Jairo vê a sua súplica atendida não por palavras, mas por atitudes. Acompanhado, regressa a casa. No caminho, a sua paciência e a sua confiança são postas à prova. Primeiro, pela demora junto da mulher que sofria da perda de sangue; depois, pelo aviso/informação trazida por familiares de que a filha tinha morrido e de que não adiantava incomodar o Mestre. Momento crítico que podia fazer vacilar a sua convicção confiante. No entanto mantém-se firme e vê a sua decisão confirmada por Jesus: “Não tenhas receio; crê somente”. E o regresso a casa prossegue. Para alegria de todos.
“A volta a casa de Jairo, confessa Maria Serrano Gonçalves, autora do livro com o mesmo título, recordou-me o caminho espiritual que percorremos para chegar à plenitude humana, que é a plenitude de Deus: toda a experiência de Deus começa por uma saída de si, continua com um desprendimento, com uma libertação e, sobretudo, com uma abertura ao outro, uma abertura à vida humana. Esta abertura tão profunda ocorre a Jairo, que está em silêncio. Um silêncio que me fez descobrir muitos aspectos neste evangelho: da minha vida, da vida social e da vida religiosa”. Excelente testemunho de quem é mulher, esposa, mãe, médica e teóloga.

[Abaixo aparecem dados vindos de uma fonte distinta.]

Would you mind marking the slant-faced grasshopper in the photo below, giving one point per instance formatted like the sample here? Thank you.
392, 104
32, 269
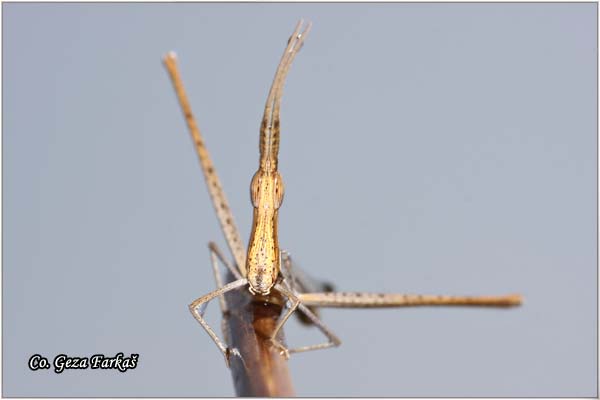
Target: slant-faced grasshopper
259, 267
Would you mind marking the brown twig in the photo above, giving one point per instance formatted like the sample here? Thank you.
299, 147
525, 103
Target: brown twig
261, 371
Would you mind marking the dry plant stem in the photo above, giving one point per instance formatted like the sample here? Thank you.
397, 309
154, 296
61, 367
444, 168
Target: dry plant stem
262, 371
213, 183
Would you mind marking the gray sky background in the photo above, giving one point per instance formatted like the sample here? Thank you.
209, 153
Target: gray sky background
426, 148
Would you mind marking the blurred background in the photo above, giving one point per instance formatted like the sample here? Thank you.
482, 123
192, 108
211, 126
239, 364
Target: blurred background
426, 148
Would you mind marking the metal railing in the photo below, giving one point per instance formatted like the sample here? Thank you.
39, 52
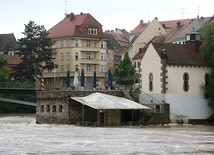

Jairo cede a iniciativa a Jesus. Chegados a casa, depara-se com um ambiente de choro e gritos, de confusão e luto. E Jesus reage afirmando que “a criança não morreu. Ela está apenas a dormir”. Acompanhado por Pedro, Tiago e João, dirige-se rapidamente para o quarto onde estava a menina adolescente. Manda que saiam todos, menos o pai e a mãe, aproxima-se dela, toma-a pela mão e diz: “Menina, Eu te digo, levanta-te». Ela levanta-se imediatamente e começa a andar, pois “já tinha doze anos”. Os acompanhantes, testemunhas do sucedido, ficam assombrados e ouvem de Jesus a recomendação para lhe darem de comer.
Jesus dirige a sua recomendação aos presentes: os pais e os discípulos, isto é a família e o núcleo original da Igreja. Responsabiliza-os por corresponderem às necessidades vitais de quem está debilitado e inseguro, mas tem o direito/dever de caminhar na vida, de fronte erguida. Sem intromissões indevidas, mas com o apoio indispensável. Como à ave que começa a voar. Ensaia vôos iniciais e cai. Quer erguer-se para viver. As outras aves não lhe cortam as asas, mas indicam-lhe o rumo e acompanham-na para se expandir livremente. E o vôo encantará pela novidade. Responsabiliza-os por narrarem a maravilha ocorrida: o amor que se faz serviço e a força da relação de ajuda. Responsabiliza-os por viverem e transmitirem a alegria da fé confiante. Agora, é a nossa vez!